Как бы в унисон этому вопросу, содержавшему категорическое отрицание, он слышал от неё:
– Ты меня, верно, бранишь?..
– За что же?
– Ну вот за это… что мы с тобой…
Она плотнее прижималась к его боку, вдавливаясь в это место и возбуждая в поэте блаженство прикосновением всею массою повёрнутой к нему упругой, взбухшей от избытка взволнованности груди; – там билось и трепетало ненасыщаемое желание зрелой и ещё не растраченной женской молодости.
– Разве это повод к неприязни! Я, как и ты, желал этого, и ещё с того же дня… Ну, как будто искра прошла сквозь нас, а сейчас – от неё зажглось… Понимаешь?
– Ты умеешь так просто объяснить. Я и сама что-то в себе такое находила, но объяснить бы затруднилась. Как мне приятно с тобой… А скажи, ты – женат?
– Не смею обманывать. Да, моя Аннушка, женат. Имею уже и сына с дочерью.
– Но, наверное, ты столь же искренен и с другими женщинами, ну – кроме жены?..
– Если бы тебе хотелось, чтобы я сказал, что с ними – неискренен, то – изволь. Однако – можешь ли ты верить такому сама?
– Стало быть, изменяешь часто? Ведь ты по возрасту мне уже чуть ли не в отцы годишься…
– Да. И начиналось это уже давно. Ещё раньше твоих теперешних лет. Кстати, ты ведь тоже готова была любить – ещё, наверное, подростком? Сознайся! Хотя бы в мечтах. А вскоре и – в ожиданиях, телесно, как говорят в таких случаях… Позволь извиниться: из-за чего устраивались твои смотрины? Не просто же во чью-то блажь?..
– И что всё такое должно означать?
– Да только то, что мы часто не вольны в своей чувственности. Даже больше – не вольны всегда. Природа требует своего… А – сколько соблазнов! Спрошу тебя: могла бы ты простить своих батюшку с матушкой, посочувствовать им?
– Пожалуй, теперь могла бы… Однако же мы все скованы нравственностью, да и не ею одной… Прощая и выражая сочувствие родным, я должна бы признать, что наговоры, коснувшиеся меня, обоснованны, и я в самом деле могла быть рождена от связи, оставшейся невыявленной… И в таком же положении могут находиться другие, очень многие… В чём истина?
– Люди если и постигли бы её, то всё равно её бы не придерживались. Может быть, и не все, но – большая их часть. Запрещения естественного – противоестественны… Я понятно выражаюсь?
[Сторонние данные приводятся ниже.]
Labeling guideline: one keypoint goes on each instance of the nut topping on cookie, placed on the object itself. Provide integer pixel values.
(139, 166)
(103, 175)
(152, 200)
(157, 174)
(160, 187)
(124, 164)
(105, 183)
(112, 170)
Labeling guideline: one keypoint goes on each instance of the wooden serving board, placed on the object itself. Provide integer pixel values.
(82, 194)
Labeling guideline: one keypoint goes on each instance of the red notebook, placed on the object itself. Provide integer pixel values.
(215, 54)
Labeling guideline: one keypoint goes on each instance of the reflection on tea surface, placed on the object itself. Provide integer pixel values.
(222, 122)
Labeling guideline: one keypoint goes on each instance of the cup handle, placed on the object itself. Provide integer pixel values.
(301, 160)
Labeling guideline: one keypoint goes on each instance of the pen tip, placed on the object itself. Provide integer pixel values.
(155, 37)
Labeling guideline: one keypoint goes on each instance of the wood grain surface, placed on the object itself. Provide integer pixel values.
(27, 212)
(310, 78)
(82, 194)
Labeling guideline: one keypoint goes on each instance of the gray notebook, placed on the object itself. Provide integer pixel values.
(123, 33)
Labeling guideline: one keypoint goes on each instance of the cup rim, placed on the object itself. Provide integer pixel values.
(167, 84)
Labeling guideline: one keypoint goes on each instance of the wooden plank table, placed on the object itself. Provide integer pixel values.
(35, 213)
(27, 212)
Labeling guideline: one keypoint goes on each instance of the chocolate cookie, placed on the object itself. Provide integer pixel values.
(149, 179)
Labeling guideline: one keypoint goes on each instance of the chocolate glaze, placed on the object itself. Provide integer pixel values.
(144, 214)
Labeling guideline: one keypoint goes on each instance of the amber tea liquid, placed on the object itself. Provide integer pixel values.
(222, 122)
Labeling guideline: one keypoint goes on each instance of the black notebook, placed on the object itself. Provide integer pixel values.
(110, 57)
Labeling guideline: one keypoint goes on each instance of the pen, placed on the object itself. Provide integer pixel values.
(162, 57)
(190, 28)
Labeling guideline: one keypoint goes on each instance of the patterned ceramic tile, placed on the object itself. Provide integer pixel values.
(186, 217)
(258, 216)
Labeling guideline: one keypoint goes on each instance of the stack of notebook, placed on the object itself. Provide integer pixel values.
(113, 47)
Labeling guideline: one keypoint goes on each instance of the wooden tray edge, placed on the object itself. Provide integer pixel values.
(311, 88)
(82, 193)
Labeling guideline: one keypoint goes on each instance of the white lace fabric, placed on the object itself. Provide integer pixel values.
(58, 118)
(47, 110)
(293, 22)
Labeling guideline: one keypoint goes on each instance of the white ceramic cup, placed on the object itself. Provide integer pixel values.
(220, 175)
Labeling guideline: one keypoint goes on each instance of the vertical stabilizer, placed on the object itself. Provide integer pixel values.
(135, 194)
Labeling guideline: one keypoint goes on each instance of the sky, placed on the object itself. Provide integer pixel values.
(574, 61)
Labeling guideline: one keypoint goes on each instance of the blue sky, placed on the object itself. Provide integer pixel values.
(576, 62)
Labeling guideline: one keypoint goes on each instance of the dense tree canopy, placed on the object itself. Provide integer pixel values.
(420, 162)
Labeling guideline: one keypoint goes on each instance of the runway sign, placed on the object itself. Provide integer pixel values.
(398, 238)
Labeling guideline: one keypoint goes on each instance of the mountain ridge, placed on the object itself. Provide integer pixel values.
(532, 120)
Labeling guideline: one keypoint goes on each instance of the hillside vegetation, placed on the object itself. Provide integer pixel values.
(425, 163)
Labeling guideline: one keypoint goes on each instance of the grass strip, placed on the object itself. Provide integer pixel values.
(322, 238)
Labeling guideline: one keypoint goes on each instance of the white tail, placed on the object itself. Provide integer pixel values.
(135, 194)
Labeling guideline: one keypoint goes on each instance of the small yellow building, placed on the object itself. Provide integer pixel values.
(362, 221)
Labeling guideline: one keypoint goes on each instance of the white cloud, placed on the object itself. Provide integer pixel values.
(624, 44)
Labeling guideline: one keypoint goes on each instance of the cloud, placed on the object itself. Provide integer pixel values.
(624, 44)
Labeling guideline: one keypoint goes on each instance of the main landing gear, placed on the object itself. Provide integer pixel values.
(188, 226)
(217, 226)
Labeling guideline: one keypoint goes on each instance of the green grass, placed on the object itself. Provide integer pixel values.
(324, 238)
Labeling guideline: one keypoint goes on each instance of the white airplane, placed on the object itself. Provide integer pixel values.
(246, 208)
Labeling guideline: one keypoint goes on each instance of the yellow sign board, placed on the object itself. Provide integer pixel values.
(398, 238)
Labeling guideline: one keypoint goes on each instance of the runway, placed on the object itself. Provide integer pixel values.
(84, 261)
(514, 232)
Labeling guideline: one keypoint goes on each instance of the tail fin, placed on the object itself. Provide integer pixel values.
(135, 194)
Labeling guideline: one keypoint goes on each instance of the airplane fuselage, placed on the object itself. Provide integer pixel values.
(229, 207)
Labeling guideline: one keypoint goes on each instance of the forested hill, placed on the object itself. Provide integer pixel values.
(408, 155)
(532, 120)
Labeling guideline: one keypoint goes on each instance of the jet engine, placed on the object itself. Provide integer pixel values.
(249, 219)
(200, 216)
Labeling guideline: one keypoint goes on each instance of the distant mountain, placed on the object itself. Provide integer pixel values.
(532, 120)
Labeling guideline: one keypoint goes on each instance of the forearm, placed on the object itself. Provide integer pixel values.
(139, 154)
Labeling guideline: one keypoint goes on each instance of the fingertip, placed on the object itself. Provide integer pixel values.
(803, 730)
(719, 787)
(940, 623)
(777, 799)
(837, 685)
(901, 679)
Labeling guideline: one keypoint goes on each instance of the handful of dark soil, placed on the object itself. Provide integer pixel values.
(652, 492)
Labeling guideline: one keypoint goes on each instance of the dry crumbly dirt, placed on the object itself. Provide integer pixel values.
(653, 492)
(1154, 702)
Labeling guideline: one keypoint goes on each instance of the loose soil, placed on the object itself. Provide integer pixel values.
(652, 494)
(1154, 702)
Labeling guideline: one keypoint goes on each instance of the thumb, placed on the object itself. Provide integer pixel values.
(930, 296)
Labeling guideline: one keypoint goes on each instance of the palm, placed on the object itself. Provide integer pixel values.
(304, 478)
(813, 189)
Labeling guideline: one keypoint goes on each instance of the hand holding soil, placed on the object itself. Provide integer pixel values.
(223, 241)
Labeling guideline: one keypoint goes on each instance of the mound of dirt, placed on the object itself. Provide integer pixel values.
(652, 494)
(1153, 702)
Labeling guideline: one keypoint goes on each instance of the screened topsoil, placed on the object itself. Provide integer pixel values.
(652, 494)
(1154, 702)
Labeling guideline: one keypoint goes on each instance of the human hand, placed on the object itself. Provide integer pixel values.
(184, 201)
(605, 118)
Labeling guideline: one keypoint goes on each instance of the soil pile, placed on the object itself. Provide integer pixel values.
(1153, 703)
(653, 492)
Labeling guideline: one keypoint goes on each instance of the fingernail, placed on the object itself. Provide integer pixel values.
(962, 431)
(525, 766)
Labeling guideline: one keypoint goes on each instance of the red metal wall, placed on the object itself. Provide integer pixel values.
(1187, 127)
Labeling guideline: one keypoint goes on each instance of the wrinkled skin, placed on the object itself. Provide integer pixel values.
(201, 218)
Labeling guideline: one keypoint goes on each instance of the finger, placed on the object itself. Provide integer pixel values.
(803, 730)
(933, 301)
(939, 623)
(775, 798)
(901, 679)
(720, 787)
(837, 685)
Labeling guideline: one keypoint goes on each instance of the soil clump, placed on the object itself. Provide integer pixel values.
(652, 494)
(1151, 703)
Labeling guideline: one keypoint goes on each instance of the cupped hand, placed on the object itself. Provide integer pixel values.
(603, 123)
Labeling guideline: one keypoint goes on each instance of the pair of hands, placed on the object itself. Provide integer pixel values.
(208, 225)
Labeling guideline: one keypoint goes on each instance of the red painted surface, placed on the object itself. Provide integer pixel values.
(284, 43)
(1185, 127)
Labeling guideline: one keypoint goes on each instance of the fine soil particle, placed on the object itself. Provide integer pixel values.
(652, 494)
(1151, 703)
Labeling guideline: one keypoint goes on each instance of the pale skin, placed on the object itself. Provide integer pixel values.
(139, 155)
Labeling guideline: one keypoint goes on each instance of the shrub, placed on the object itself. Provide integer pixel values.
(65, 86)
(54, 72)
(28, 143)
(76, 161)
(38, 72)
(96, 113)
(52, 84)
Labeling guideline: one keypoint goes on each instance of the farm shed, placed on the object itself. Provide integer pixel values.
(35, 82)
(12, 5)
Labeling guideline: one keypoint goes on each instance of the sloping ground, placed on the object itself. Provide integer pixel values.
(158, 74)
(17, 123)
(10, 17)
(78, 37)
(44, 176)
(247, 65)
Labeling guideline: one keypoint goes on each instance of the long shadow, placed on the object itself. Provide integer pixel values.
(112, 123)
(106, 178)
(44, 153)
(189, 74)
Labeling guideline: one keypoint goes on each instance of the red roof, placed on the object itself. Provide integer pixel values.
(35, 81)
– Ничего не могла бы оспорить. Ах ты, мой сладкий наставник! Я бы тебя любила всегда. Теперь говори: ты бы женился на мне? Нет, не сейчас, это никак невозможно, а – прежде – когда ещё не был женат?
– С большою охотою и с удовольствием! – Он стиснул её в объятиях, осыпая поцелуями. – Но сразу скажу… Не обидишься?
– Нет, милый…
– Поклянись!
– Клянусь всем святым на свете!!! Гореть мне в огне, если откажусь от клятвы, какую даю сейчас!
– Верным тебе я бы смог быть совсем недолго… Я не в меру влюбчив…
– Изменял бы?
– Понимай, как хочешь…
– Бр-р-р!.. Впрочем, осуждать тебя я не имею права. Ты ведь мужчина…
– А ты как юная женщина просто ещё не знаешь себя!..
– Как раз этого я бы и не сказала! Знаю!
– Что же?
– Это – тайна…
– Только твоя или и вашего семейства тоже?
– И то и другое; не могу предположить, что тебе захочется узнать её не от меня. Клянись: не захочется!
– Клянусь! И – сгореть мне от молнии и стыда! – Он улыбался, радуясь, что возникшая словесная перепалка перетекала в нечто шутливое и забавлявшее уже обоих. – Однако, полагаю, мне всё же будет дано узнать её?
– Узнаешь.
– Когда? Мне уезжать… послезавтра…
– Собирайся и поезжай, когда захочешь и когда надо.